The courts can say, get on with your life. But that has nothing to do with the real issue. For me , it is not even medical. Heck, I am 32, what could I do right now even if I found out something in my bio's medical history. It would really make no difference. I dont want a relationship per se. I would like to thank the people involved for making the decisions they did. The truth is out there, and as much as I can try to sympathize/rationalize with the arguements of sealed records, that can never change my core belief on the subject. I felt that way before I found out that I was adopted. To some it is no big deal knowing about their past, to others, it can become a life long goal to know. I dont need to be talked out of what I am trying to do. I have had many years to think about the situation. As much as I have read about the subject, the majority of parents (bio) want the truth disclosed also.  It is the adoption system that tries to quash those attempts as well.

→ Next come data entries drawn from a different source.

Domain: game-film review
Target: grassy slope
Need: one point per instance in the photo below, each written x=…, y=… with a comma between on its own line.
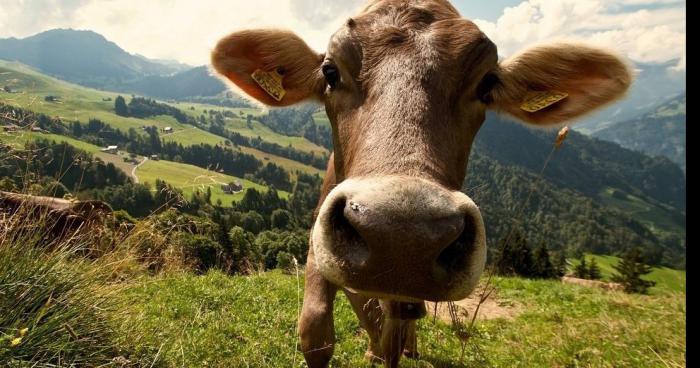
x=190, y=178
x=667, y=280
x=240, y=125
x=217, y=320
x=656, y=217
x=81, y=103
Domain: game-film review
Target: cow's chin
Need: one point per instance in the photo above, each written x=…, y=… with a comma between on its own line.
x=387, y=285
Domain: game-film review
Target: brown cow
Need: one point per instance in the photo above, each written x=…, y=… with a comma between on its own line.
x=58, y=217
x=406, y=84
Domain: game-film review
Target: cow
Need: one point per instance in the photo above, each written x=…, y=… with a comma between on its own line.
x=406, y=85
x=58, y=218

Putting letters in files is fine, but trusting the agency's involved to put bio parents and children together is not realistic. As I get older, I cant help wondering if my bio mother has passed away already. That would be sad to find out that I may have missed a chance to meet her (if that is what I decide to do with the information) had it not been for the delays and b.s. of the secrecy involved. Sorry, it almost turned into a rant, but I think I stopped myself in time.
I was just wondering if anyone knew someone with the "right" friends. That is all.
Brian
Link Posted: 4/20/2001 11:17:40 PM EDT
[#13]
Ever think about applying for a job at the building/office in question ??? mailclerk/janitor...get my drift ???
Link Posted: 4/20/2001 11:20:47 PM EDT
[#14]
Quoted:
Ever think about applying for a job at the building/office in question ??? mailclerk/janitor...get my drift ???
View Quote

yes i have, but I am located way down here in Fla, and it is up in Elizabeth, NJ. Besides, they probably run some background check to stop people like me. The info is possibly at the hospital also, but not likely.  

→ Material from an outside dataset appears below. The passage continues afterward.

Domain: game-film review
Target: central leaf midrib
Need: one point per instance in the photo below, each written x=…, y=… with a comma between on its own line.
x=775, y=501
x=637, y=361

BTW, I see you are in Pennsylvania. Any thoughts of taking a road trip to NJ in the near future. If so, maybe we should talk.
Link Posted: 4/20/2001 11:57:56 PM EDT
[#15]
Quoted:
Quoted:
Ever think about applying for a job at the building/office in question ??? mailclerk/janitor...get my drift ???
View Quote

yes i have, but I am located way down here in Fla, and it is up in Elizabeth, NJ. Besides, they probably run some background check to stop people like me. The info is possibly at the hospital also, but not likely.  

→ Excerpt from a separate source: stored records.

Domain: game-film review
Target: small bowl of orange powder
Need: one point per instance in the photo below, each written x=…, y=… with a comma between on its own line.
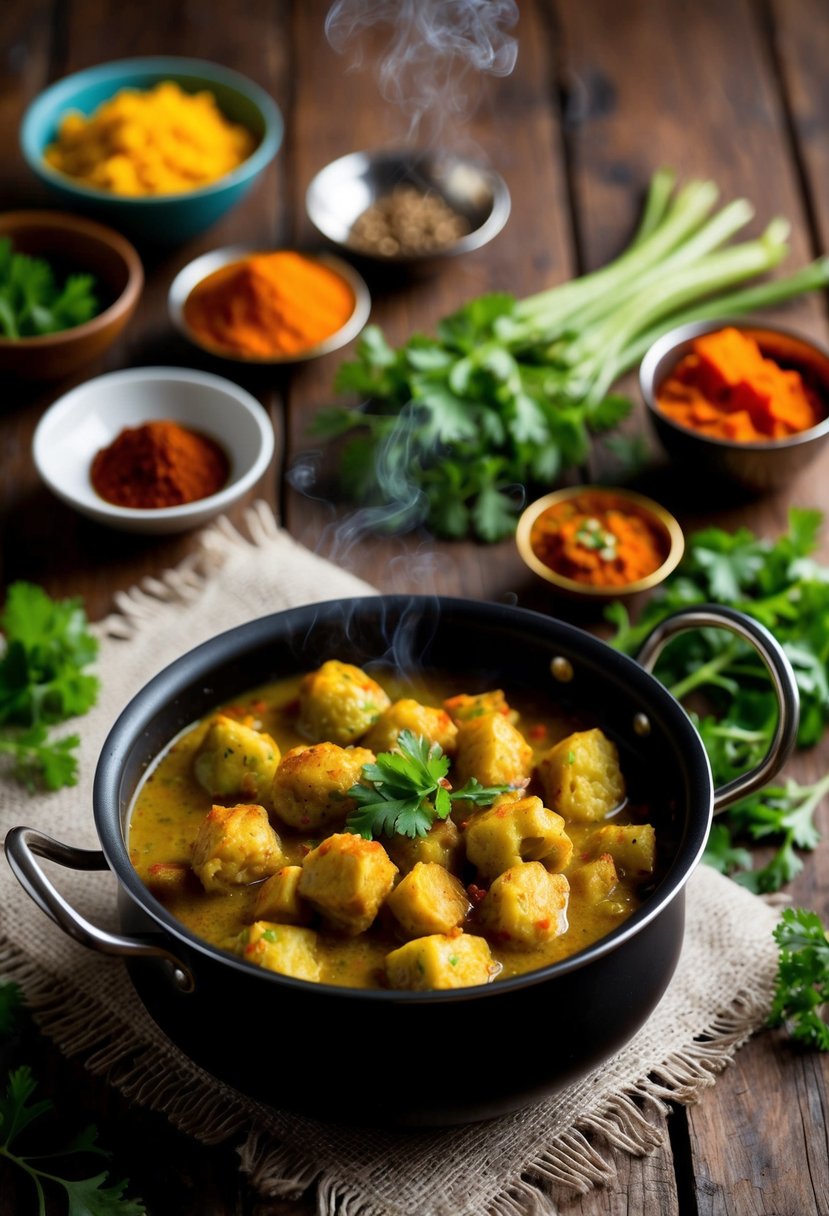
x=599, y=542
x=269, y=305
x=742, y=403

BTW, I see you are in Pennsylvania. Any thoughts of taking a road trip to NJ in the near future. If so, maybe we should talk.
View Quote
          I got a brother that is a computer wiz.Part of his job requirements is to try to hack his way into his clients computers.He uses a laptop and has a mega-buck hack program that his employer supplied him with.He is employed by an internationally known company and frequently travels overseas to analyze clients computer weaknesses.He is very good at his work but I am not certain if he could/would do as you wish.
Link Posted: 4/21/2001 12:05:17 AM EDT
[#16]
Hmmm...Tell ya what...Why don't ya send me the 400 bucks awhile and I'll see what I can do................[}:)]                                              Just kidding...I'll drop you an e-mail & you can get back to me...
Link Posted: 4/21/2001 1:56:23 PM EDT
[#17]
For me to say that you are not adopted so you dont know what the hell you are talking about, would be wrong. No different than anti gunners saying no need to own firearms. The answer is, dont buy a gun. If an adoptee doesnt want to know his/her past, then that is their choice. If however, they want the truth, then that is also their choice. We all have opinions about every subject.
View Quote


Well, you make a good point here Jeepboy. Good luck in your quest.